Eines hat der Sommer bislang nicht gebracht: Einen neuen großen Flüchtlingsansturm wie im letzten Herbst. Doch wenn wir die Situation im Nahen und Mittleren Osten, in Afrika, den gescheiterten Putschversuch in der Türkei betrachten, der auch hohe Wellen in der deutschen Innenpolitik schlägt, wird allzu deutlich, wie fragil die außenpolitische Situation ist. Hinzu kommt ein amerikanischer Präsidentschaftskandidat, der im Falle seiner Wahl nicht unbedingt zu stabilen Verhältnissen beitragen wird.

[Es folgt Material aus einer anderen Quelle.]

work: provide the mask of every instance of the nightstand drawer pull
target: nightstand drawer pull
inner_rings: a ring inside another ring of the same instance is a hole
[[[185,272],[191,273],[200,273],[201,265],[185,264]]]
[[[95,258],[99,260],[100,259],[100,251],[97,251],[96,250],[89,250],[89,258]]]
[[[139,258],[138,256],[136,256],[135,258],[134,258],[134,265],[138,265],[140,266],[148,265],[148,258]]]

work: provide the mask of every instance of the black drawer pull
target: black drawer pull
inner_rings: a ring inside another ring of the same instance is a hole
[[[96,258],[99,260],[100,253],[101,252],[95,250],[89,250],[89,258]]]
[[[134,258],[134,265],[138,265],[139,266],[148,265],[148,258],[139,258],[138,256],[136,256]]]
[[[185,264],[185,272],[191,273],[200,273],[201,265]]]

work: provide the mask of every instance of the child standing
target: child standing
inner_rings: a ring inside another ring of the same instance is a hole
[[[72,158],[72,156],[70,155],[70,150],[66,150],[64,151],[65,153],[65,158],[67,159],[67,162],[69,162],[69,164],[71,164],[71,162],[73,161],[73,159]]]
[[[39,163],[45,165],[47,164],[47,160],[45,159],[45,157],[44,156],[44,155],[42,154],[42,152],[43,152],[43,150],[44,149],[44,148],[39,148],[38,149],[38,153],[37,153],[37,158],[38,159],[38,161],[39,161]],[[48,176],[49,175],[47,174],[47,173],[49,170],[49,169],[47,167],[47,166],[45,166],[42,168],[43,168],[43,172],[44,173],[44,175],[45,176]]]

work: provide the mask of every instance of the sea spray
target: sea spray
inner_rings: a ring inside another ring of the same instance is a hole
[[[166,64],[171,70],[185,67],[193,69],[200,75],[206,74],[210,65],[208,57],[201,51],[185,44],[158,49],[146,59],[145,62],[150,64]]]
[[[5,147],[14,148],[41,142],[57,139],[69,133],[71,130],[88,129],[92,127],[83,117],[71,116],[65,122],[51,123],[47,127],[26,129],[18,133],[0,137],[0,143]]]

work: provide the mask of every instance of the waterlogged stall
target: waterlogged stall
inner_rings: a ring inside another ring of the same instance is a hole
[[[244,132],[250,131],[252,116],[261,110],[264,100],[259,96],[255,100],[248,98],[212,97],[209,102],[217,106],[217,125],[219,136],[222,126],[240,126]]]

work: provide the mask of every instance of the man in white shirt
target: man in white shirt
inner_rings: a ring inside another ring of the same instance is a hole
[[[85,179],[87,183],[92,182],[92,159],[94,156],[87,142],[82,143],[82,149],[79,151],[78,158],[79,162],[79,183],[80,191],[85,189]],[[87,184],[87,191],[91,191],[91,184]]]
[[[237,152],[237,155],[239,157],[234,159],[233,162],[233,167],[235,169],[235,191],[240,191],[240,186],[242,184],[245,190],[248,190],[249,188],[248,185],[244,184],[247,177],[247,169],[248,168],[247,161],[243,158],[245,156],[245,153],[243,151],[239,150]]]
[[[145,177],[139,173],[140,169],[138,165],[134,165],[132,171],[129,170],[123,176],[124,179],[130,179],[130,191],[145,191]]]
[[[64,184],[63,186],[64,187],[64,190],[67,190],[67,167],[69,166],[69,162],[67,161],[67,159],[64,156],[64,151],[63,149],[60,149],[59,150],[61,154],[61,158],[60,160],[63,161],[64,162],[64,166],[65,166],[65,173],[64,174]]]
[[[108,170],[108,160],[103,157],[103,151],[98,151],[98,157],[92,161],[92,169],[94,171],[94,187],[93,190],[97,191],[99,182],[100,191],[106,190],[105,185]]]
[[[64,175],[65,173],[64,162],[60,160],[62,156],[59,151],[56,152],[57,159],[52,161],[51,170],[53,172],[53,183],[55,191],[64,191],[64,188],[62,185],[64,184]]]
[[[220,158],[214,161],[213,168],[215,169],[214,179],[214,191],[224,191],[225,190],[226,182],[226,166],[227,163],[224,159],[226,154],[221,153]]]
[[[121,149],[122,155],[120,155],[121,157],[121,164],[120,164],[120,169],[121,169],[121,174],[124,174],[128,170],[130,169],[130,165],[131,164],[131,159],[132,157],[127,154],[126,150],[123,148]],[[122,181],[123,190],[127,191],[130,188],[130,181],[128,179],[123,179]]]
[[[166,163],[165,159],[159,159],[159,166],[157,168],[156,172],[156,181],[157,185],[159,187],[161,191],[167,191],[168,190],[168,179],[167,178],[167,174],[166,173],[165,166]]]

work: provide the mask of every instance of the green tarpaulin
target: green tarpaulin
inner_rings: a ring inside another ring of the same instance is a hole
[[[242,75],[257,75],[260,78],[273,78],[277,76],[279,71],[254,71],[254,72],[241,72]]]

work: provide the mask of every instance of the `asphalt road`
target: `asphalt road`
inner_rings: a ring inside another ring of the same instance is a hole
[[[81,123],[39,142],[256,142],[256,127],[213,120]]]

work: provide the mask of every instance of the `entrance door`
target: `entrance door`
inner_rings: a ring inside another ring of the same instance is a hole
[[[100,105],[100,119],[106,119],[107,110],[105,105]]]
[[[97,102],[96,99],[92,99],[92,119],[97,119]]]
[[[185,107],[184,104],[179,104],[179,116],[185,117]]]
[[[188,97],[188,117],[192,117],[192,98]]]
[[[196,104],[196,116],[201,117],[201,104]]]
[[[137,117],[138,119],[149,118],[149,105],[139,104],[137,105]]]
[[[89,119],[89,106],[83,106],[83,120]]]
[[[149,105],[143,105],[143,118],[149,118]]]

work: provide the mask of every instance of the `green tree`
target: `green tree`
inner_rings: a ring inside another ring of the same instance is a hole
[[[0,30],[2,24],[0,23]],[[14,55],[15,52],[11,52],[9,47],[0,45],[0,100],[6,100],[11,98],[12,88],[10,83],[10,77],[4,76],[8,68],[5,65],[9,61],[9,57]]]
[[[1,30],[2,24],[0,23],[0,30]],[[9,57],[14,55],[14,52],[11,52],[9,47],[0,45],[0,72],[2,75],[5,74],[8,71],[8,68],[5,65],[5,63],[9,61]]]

Im Rahmen der Flüchtlingspolitik rückt nun mehr und mehr die Frage in den Vordergrund, wie wir die Menschen, die zu uns gekommen sind, dauerhaft in unsere Gemeinden integrieren können. Das Integrationsgesetz, das unter dem Leitwort steht: FORDERN UND FÖRDERN muss mit Leben gefüllt werden. Hier sind die örtlichen Verwaltungen, aber auch die Zivilgesellschaft gefordert!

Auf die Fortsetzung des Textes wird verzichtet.